- Born: March 21, 1929 Sault Ste. Marie, Ontario, Canada
- Died: September 29, 1986 (aged 57) Clinton, New York, USA
- Height: 6 ft 2 in (188 cm)
- Weight: 210 lb (95 kg; 15 st 0 lb)
- Position: Defence
- Shot: Right
- Played for: Johnstown Jets Clinton Comets Louisville Shooting Stars Toledo Mercurys
- Playing career: 1951–1957

= Joe Nolan (ice hockey) =

Canadian ice hockey player

Joe Nolan (March 21, 1929 - September 29, 1986) was an ice hockey defenceman whose career spanned six seasons across two leagues.

==Playing career==
Nolan started the 1955-56 season as a member of the Clinton Comets. On November 7, 1955, Nolan was signed by the Clinton Comets after defenceman Jim Johnson was waived from the team. Nolan finished the season leading the league in penalty minutes with 352 PIMs. Nolan's 352 PIMs were a league record and also marked the first time that a player accumulated over 300 penalty minutes in a season. Nolan's staggering penalty minutes gave him an unofficial reward for most individual penalty minutes in a season, which he won back to back years in 1955-1956 and 1956-1957.

On December 12, 1956, Nolan was released from the Clinton Comets. At the time, Nolan led the league in penalty minutes. Upon his release, Nolan was signed by the Johnstown Jets for whom he then appeared in only five playoff games before retiring.

==Acting career==
Nolan retired from hockey in 1956, but returned to Johnstown, Pennsylvania two decades later in a minor role for the movie Slap Shot.

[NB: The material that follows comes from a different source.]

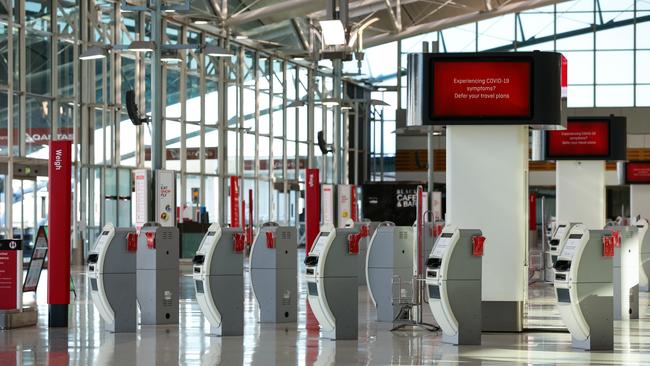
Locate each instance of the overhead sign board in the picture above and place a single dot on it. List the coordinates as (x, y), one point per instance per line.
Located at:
(588, 138)
(523, 88)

"Here's a name for you nostalgia fans: Clarence "Screaming Buffalo" Swamptown. I'll never forget an exclusive interview in which Swamptown revealed that he calls his hockey stick the 'Big Tomahawk,' and he usually refers to the opposing players as 'the little scalps.'"
— Jim Carr, Charlestown Chiefs play-by-play announcer describing Clarence Swamptown, the character that was played by Joe Nolan in Slap Shot

Nolan assumed the role of Clarence "Screaming Buffalo" Swamptown, a player who Chiefs players thought "was suspended forever" until he was introduced at the Federal League championship game. In real life, Nolan was not suspended for life - or at all - due to misconduct. Some of the promotional material for Slap Shot, specifically statements made by the Carlson brothers and Dave Hanson, suggested that Nolan had been banned for life from pro hockey "for some reason." Nolan was investigated for gambling, but was not suspended. If he had been suspended for life as the promotional material stated, he would have been ineligible to work as an official, which he did for a number of years after his retirement.

==Personal==
Nolan was a full-blooded Ojibwa Indian. He came from a large family of four brothers and five sisters, the son of Clement and Veronica Nolan.

Upon retiring from the EHL, Nolan returned to Clinton, New York to reside, but eventually came back to the Eastern Hockey League as a linesman who was respected by players. Nolan continued to reside there until his death in 1986.